Victoire du Front Populaire Usine Calberson en grève à la porte de Clichy
A Clichy, toutes les usines sont occupées. A côté de chez nous, il y en a une, les ouvriers y sont restés trois jours et autant de nuits. Comme ce n’était pas très amusant, ils avaient apporté un accordéon, mais hier, ils sont partis et ne sont pas revenus. Il parait qu’il n’y a presque plus d’essence, et, ce matin, tous les gens faisaient des provisions parce que les Halles ne fonctionnent pas. Il y a au moins la moitié des ouvriers qui subissent la grève parce qu’ils ne peuvent faire autrement, mais qui sont très embêtés. Je me demande si c’est ça que les communistes appellent « soutenir le gouvernement du Front Populaire ». Les gens sont très calmes, heureusement. Dans les usines, ils n’ont pas la permission de boire du vin et, la nuit, ils font des rondes pour s’assurer que le dortoir des femmes et celui des hommes sont séparés !
Nous ne savons absolument pas ce qui se passe en province. Rien, je suppose. On a vaguement appris que le gouvernement était formé[2], mais c’est tout.
Simone s’abrutit de plus en plus. Il paraît qu’elle a mille pages à revoir chaque jour, et, en plus de ça, la matière d’option choisie pour l’écrit ne lui convient pas du tout. Si, pour l’oral, elle a Jèze[3], elle est à peu près sûre de son affaire.
Gaston Jèze, 1869-1953, portrait et croquis in Nos Maîtres de la Faculté de Droit, illustration de Mme Favrot-Houllevigue.

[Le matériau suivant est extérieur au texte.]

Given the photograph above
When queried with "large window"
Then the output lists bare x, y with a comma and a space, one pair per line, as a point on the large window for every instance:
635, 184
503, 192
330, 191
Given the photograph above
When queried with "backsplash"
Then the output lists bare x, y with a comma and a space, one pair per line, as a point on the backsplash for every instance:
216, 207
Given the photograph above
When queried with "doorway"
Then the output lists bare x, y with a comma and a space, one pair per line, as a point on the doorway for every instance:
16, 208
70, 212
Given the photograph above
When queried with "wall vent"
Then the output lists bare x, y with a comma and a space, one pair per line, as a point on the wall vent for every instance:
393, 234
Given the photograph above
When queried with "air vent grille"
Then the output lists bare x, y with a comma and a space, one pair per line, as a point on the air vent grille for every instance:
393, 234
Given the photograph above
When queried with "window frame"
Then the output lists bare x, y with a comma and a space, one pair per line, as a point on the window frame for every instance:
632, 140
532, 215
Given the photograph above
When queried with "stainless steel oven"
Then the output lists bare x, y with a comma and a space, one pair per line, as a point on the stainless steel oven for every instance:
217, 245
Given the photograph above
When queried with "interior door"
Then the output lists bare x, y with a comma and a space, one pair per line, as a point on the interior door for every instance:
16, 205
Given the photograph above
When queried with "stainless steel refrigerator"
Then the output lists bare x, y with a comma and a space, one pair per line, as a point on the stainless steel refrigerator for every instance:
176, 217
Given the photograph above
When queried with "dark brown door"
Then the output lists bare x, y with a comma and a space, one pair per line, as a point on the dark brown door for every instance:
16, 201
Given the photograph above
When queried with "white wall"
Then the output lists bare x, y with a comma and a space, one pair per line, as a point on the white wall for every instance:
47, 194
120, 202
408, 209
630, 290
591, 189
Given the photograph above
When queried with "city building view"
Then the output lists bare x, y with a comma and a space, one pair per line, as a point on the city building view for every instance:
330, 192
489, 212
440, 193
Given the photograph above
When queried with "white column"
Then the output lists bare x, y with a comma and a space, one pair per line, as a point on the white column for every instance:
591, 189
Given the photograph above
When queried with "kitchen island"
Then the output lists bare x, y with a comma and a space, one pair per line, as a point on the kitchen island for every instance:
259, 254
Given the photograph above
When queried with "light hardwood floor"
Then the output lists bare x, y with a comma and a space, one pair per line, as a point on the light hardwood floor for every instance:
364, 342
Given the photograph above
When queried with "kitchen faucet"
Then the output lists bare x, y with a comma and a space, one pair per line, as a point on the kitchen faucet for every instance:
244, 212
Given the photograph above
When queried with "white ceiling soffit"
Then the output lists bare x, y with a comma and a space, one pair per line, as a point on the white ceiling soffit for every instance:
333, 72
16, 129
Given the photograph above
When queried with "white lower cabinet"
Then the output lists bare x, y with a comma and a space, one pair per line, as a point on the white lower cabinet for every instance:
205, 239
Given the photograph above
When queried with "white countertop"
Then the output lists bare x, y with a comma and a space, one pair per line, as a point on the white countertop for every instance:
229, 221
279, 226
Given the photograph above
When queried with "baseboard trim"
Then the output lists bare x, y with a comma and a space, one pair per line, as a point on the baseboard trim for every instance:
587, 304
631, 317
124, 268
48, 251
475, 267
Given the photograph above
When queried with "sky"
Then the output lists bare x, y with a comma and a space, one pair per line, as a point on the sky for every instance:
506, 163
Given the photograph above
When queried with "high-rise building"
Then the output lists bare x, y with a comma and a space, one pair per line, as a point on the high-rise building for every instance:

En 1935 et 1936, la Faculté de Droit de Paris fut confrontée à une crise avec les manifestations d’étudiants d’extrême-droite contre l’un de ses professeurs en poste, Gaston Jèze. Ces étudiants de l’Action française et des Jeunesse patriotes reprochaient à Gaston Jèze, proche du parti radical, donc de gauche, d’être hostile au système colonial permettant aux nations européennes d’entrer en possession d’autres parties du monde. En effet, conseiller du Négus de l’Éthiopie, pays confronté à l’invasion de l’Italie mussolinienne, Gaston Jèze avait défendu la cause éthiopienne en mars 1936 devant la Société des Nations et la Cour permanente de justice internationale de La Haye (à cette occasion, il dut se cacher dans la ville suite aux menaces d’assassinat proférées par ses détracteurs !). Mitterrand, alors étudiant en droit, manifesta contre Jèze en mars 1936.
Rosé commence lundi prochain par l’examen médical. Ensuite, il a son stage, pour lequel il vient de commander son costume : veston noir, pantalon rayé, nœud papillon et chapeau melon ! c’est l’uniforme obligatoire.
Quand tu iras à Royan, envoie-moi une dizaine de shampoings Oséol pour cheveux blonds. Est-ce que tu t’en sers toujours pour toi ?
Betty vient de perdre son frère qui avait seize ans et Helen[4], la Canadienne, part pour Angoulême et Royan demain matin, seulement pour deux ou trois jours. Elle n’aura pas trop beau temps.
Quelques photos de 1936 données par Helen à Denise
J’ai fait mercredi matin de la culture physique pendant 25 minutes toute seule. Résultat : encore aujourd’hui je me lève et m’assois avec peine et difficulté. Tu ne diras pas que je manque d’énergie. Et toi ? Je suis sûre que tu ne fais plus rien.
Je te quitte, mais je ne veux pas t’embrasser parce que tu ne le mérites pas. Ecris-moi vite si tu veux que je te pardonne.
L'Action Française du 10 juin 1936
[1] Allusion aux grèves du Front Populaire
[2] Le gouvernement Blum a été formé le 4 juin 1936
[3] Gaston Jèze (Toulouse, 2 mars 1869 – Deauville, 5 août 1953) est un professeur de droit public français, président de l'Institut de droit international, fondateur et directeur de la Revue de science et de législation financière (à partir de 1903), directeur de la Revue de droit public (de 1904 à 1953). Il fut l'un des principaux promoteurs de la science financière comme enseignement autonome dans les universités. Dans les milieux universitaires il est souvent considéré comme le « pape » des finances publiques. C'est également l'un des juristes qui a contribué à remplacer la notion de puissance publique par celle de service public comme justification de l'État et du droit public.
[4] Il s’agit des deux jeunes filles, évoquées par Denise dans sa lettre du 16 mai, pour échanger en anglais.